CSE 490h: Problem-solving on large-scale clusters: theory and applications

University of Washington Computer Science & Engineering

CSE Home

About Us

Contact Info

Home

Calendar & Readings

Grading & Objectives

Projects

Staff

Anonymous Feedback

Mail archive

In any reasonably complex system, it's rare that there is a single so-called "correct" answer; more often, the final solution is a balance of various tradeoffs. Oftentimes, a choice must be made between system complexity, reliability guaranteees (where "reliability" may mean several things, including as data consistancy or system uptime), or runtime (where "runtime" may mean several things, such as latency or bandwidth).
With that in mind, please answer the following questions when reading the MapReduce paper. If you're not used to diving directly into academic papers, this reader might provide a gentler introduction to MapReduce's underlying concepts.
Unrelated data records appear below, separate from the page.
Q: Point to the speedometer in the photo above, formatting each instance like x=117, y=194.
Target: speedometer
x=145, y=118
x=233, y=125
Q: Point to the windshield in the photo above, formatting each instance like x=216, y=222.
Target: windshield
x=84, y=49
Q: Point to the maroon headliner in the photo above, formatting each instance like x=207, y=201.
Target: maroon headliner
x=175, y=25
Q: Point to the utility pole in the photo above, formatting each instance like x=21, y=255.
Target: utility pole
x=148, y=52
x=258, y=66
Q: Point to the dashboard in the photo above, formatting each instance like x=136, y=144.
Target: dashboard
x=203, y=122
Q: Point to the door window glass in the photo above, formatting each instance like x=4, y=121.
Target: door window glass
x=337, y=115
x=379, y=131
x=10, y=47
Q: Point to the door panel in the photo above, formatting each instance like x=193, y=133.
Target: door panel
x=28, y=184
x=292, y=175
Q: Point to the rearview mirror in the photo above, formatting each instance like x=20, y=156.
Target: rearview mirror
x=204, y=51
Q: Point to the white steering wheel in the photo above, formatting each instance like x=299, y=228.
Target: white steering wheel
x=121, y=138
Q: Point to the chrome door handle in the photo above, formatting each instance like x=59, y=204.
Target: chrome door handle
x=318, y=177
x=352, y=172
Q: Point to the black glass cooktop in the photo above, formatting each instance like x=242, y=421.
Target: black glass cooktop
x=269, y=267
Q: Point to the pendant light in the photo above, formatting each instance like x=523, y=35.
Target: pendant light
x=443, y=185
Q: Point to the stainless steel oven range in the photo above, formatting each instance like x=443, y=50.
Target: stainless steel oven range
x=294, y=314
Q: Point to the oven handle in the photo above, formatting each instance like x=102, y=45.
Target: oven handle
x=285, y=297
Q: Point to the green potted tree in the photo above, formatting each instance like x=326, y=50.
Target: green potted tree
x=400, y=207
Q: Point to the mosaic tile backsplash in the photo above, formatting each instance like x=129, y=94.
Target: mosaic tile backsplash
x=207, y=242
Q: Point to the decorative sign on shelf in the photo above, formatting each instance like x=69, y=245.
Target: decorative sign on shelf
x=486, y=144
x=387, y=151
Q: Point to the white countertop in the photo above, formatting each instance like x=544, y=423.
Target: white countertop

Name two possible uses for MapReduce besides WordCount. Do not list problems that calculate a specific attribute of the words in a document corpus, eg, DistributedGrep or WhitespaceCount.
What kind of constraints does MapReduce place on its problem domain? Said in another way, what applications would not work in MapReduce? eg, could you use MapReduce's for Amazon's shopping cart? How about SETI@Home? An MMORPG?
Besides MapReduce, what is another possible strategy for parallelizing computation over a large document corpus? What are the strengths and weaknesses of that system relative to MapReduce?
What are the scarce resources in a MapReduce system (eg, disk space, personnel, CPU)? What is the absolute limit for adding those resources into a MapReduce system (eg, if skilled personnel were the limiting resource, then the hard limit would be the number of skilled labourers)? Assuming that limit were reached, how could MapReduce be tweaked to reduce dependancy on that resource?
* Bonus question: In an earlier lecture, we gave an example of shuffling the sentances in a document set by assigning each sentance a randomly-generated key. While this solution works in the theoretical MapReduce model, it is not guaranteed to work in practice. Why?